What happens: The agent process is suspended, and its memory space (which contains sensitive key material) is written to the disk.
Impact: This completely breaks the security guarantee of mlock, which is intended to prevent sensitive data from ever being swapped to disk.
Scope & Context
This behavior primarily affects users running in "normal mode", which is defined as:
"Normal Mode", in which it runs as a regular process; the process starts immediately, does not fork or drop privileges, and writes log output to stdout. This mode is mainly useful for debugging and development purposes; it is not recommended for production use.
While production environments (like stake pools or kes-agent backup machines) should always have sleep and hibernation disabled as a standard operational security practice, we must avoid poor and confusing experience for developers and testers using "normal mode".
Expected Behavior
-
On wake from Sleep: The agent should ideally detect the time jump and recalculate the next key update.
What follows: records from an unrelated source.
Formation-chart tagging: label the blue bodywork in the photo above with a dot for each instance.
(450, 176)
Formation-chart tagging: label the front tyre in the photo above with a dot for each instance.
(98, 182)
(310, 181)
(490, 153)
If an update was scheduled to occur during the sleep period, it should be triggered immediately upon wake-up.
-
Regarding Hibernation: This is a fundamentally incompatible state. The security guarantees are broken the moment hibernation is initiated.
Proposed Actions
Short-Term (Documentation): Update the documentation to explicitly state that kes-agent must be run on a system where sleep and hibernation modes are completely disabled. This warning should apply to all use cases, including development, backup, and production, to protect against both timer drift and mlock failure.
Long-Term (Code Fix): investigate if it's possible to change the timer logic.